Suzuki Swift cars roll off the assembly line at an auto plant. — AFP/File

A persistent inventory shortfall has forced one of the nation’s largest car manufacturers, Pak Suzuki Motor Company (PSMC), to extend the shutdown of its automobile plant.

The company, in a letter sent to the Pakistan Stock Exchange (PSX) on Friday, said that “due to continued shortage of inventory level, the management of the company has decided to extend the shutdown of the automobile from February 20, 2023, to February 21, 2023.”

The Japanese automaker, however, mentioned that the motorcycle plant will remain operative.

It is the fifth announcement by the company of putting the brakes on its production activities in 2023 — first from January 2 to 6, then from January 9 to 13, then from January 16 to 20, and later from February 13-17.

PMSC is the local assembler, manufacturer, and marketer of Suzuki cars, pickups, vans, 4x4s and motorcycles as well as related spare parts.
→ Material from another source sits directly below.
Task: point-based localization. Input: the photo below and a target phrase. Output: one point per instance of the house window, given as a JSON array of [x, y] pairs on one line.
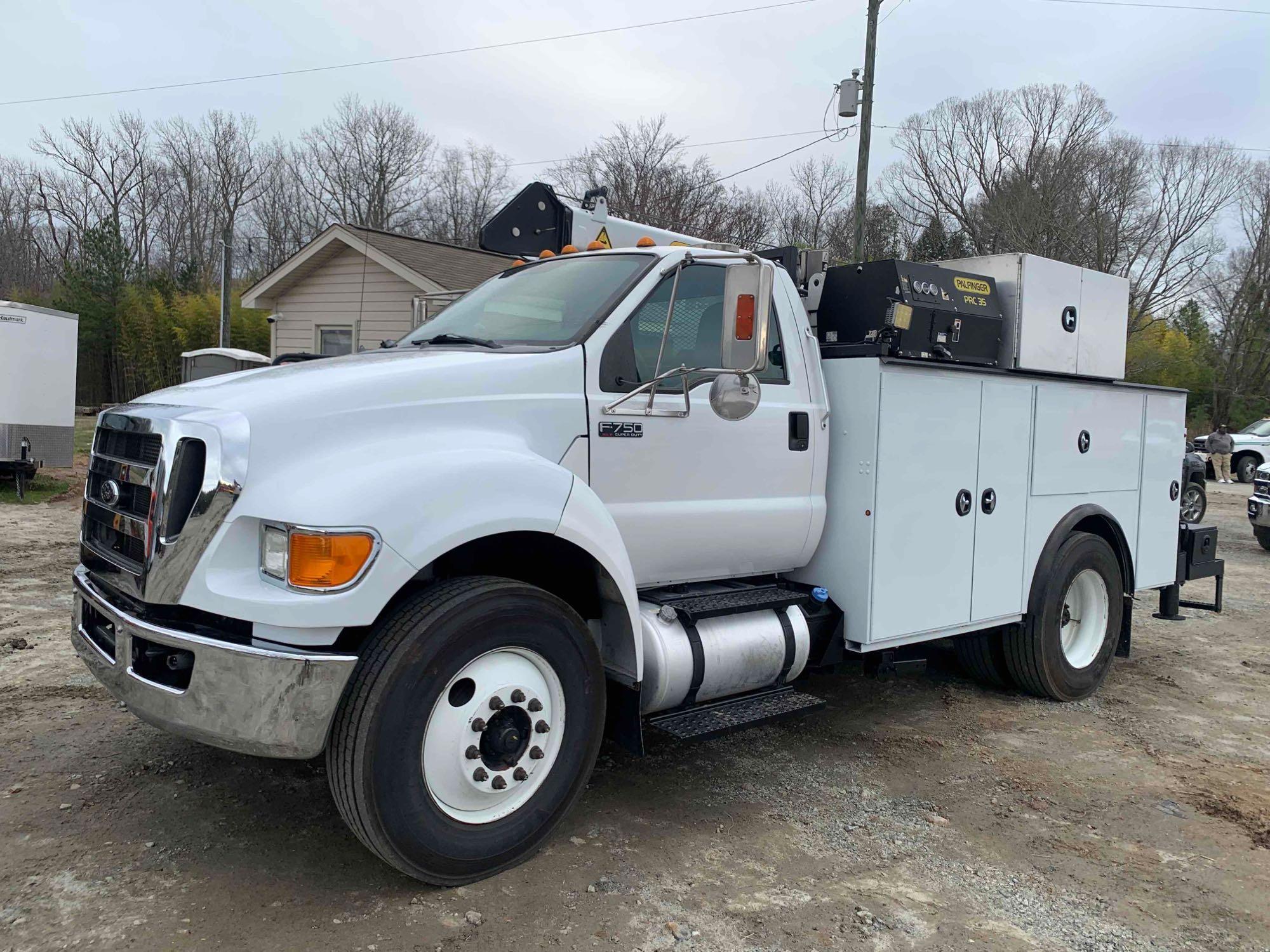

The Suzuki brand itself is from Japan.

Import-based businesses are facing severe hardship staying afloat due to the dearth of dollars in the market as the government has so far failed to boost its forex reserves, which stand at a critical level of around $3 billion — hardly enough for less than one month of imports.

Pakistan business chiefs are clamouring for the cash-strapped government to allow manufacturing materials stuck at the key port of Karachi into the country, warning that a failure to lift a ban on imports will leave millions jobless.

Faced with critically low US-dollar reserves, the government has banned all but essential food and medicine imports until a lifeline bailout is agreed upon with the International Monetary Fund (IMF).

Alongside a shortage of raw materials, soaring inflation, rising fuel costs and a plummeting rupee have battered manufacturing industries.